That, and they like the story. "this isn't a table you can just get at pottery barn! The wood used in the table was reclaimed from a 1905 home built by hand in an Amish community in Pennsylvania" etc.

There's also the premium because it is reclaimed, and thus green.

Even if you milled that wood to make it look "new", people would pay more for the story behind it.

Mel Fulks
01-16-2015, 5:45 PM
Some of the ends look like good heart wood. Don't think its the really old growth. There is a place in town that is a big
dealer in heart pine and I doubt they have any as cheap as the wood you're looking at. Their top grade stuff was over 15$ a
board foot a long time ago.

Tom M King
01-16-2015, 7:10 PM
Looks like Loblolly to me. At least, with that age on it, it should be nice and stable. I'd make sure termites haven't been through the sap wood. Hit the sap wood with a plane, and if it's dusty, or you see the little termite air holes, I'd pass. I work with Long Leaf Heart Pine almost every day, and live in a 163 acre stand of mostly Loblolly.

Charlie Fox
01-16-2015, 11:25 PM
excellent comments my friends, you reinforced my apprehensions. i guess someone somewhere is buying this stuff and thinking they are gettin what they are not.

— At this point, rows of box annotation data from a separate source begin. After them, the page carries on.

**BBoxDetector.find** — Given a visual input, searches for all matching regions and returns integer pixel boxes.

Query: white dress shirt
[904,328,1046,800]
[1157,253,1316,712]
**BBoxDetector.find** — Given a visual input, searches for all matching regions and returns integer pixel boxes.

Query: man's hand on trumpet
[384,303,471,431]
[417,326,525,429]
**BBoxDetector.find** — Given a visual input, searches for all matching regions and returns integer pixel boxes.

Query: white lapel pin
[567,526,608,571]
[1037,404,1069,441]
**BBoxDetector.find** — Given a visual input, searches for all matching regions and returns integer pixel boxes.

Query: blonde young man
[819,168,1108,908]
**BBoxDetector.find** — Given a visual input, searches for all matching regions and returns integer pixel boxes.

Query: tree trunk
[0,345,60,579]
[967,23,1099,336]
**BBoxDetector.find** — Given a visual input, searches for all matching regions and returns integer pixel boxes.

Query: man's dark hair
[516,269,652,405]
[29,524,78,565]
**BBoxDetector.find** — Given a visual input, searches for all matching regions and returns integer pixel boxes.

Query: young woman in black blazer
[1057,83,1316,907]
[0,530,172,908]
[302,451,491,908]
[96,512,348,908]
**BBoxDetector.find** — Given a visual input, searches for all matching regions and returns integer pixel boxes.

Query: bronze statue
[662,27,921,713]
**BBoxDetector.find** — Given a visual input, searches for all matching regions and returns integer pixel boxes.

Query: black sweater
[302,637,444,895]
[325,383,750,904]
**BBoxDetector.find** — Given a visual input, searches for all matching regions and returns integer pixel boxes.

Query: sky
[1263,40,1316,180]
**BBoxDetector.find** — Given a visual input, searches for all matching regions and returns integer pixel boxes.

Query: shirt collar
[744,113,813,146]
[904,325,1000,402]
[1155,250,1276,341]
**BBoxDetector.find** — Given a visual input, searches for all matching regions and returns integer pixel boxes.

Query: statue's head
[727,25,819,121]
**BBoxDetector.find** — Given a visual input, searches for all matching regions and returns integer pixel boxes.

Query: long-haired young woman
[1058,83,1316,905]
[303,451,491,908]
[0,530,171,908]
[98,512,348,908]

on a side note - about 24 yrs ago i found two 14"x14" old growth beams - 10' long each - washed up on the beach. my wife thought i was nuts for all the labor it took to get them home. nobody wants that crap she said.

her mom still has the 2 3' chunks i made as tables for her, and wants the two i still have in the garage.

aint happenin'.... ;-)

Kevin Bourque
01-17-2015, 3:08 PM
I know a guy who deals in long leaf pine he cuts from old beams. He told me recently that the market has fallen dramatically. $7 bd.ft. seems really high.

Jim Matthews
01-17-2015, 6:15 PM
I dunno...

I can count rings in a board this thick?
I can see pith, shakes, cup and twist?

At $1.50/board foot - maybe.

Board foot = (Thickness inches x Width inches) x Length in feet = x X/12 = total board feet

Whenever I hear someone pricing in running feet, and it's not flooring - my BS detecting antennae deploy.